Figure 5. Linkage of baseline biomarkers and dynamic changes in biomarkers after CCRT to clinical response.

(A) Percentage of positive cells with indicative biomarkers, including PD-L1, TOX, Foxp3, CD4, CD8, CD56, CD20, and TLSs in 12 tumor specimens from patients with CC at baseline (n = 9 responders and n = 3 nonresponders). (B) Immune factors (top) in the TME were divided into immune-suppressive factors (PD-L1, TOX, Foxp3) and immune-stimulative factors (CD4, CD8, CD20, CD56, TLS) according to the function of the gene or the indicated cell population (bottom). The combined immune score of PD-L1, TOX, Foxp3, CD4, CD8, CD20, CD56, and TLS at baseline (left) and after CCRT (right) in responders (n = 9) versus nonresponders (n = 3). The calculation of the combined immune score is described in Methods. (C) Changes in indicative biomarkers in CC specimens before and after CCRT (n = 12). (D) Histograms showing the serum levels of cytokines and chemokines, including TNF-α, fractalkine, IL-12p70, MCP-1, IFN-γ, IL-2, IL-1b, IL-17a, IL-4, IL-6, GM-CSF, RANTES, IP-10, IL-8, and MIG, at baseline in responders (n = 9) and nonresponders (n = 4). (E) Changes in indicative serum cytokines and chemokines in patients with CC at baseline versus after CCRT (n = 13). *P < 0.05 and **P < 0.01, by Mann-Whitney U test for nonparametric data. A paired Student’s t test was used to determine significance for all comparisons at baseline and after CCRT.
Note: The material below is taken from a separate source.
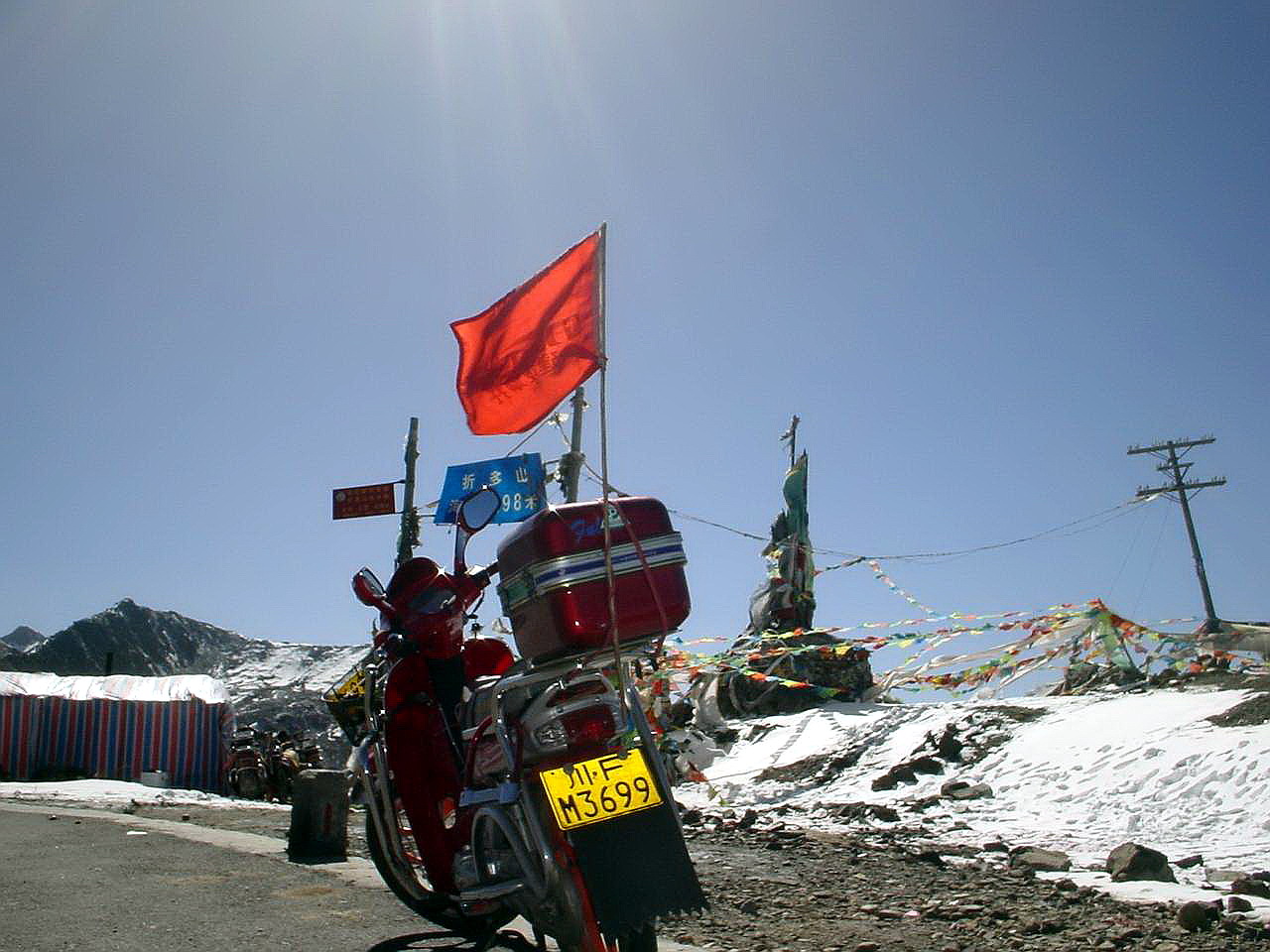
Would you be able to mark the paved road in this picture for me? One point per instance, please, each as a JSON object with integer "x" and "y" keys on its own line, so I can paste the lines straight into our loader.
{"x": 94, "y": 885}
Figure 6. Immune evaluation for tumor microenvironments at baseline and after CCRT from 2 CC patients with CR.

(A and B) Representative IHC and IF images of samples from patients 11 and 19 showing PD-L1, TOX, Foxp3, CD56, CD4 (red), CD8 (green), and CD20 (white) expression, and multiplex IF staining showing TLSs composed of CD20⁺, CD4⁺, and CD8⁺ cells at baseline (A) and after CCRT treatment (B). Scale bars: 50 μm and 100 μm for IHC and IF images, respectively. DAPI (blue) was used for nuclear staining. Original magnification, ×10.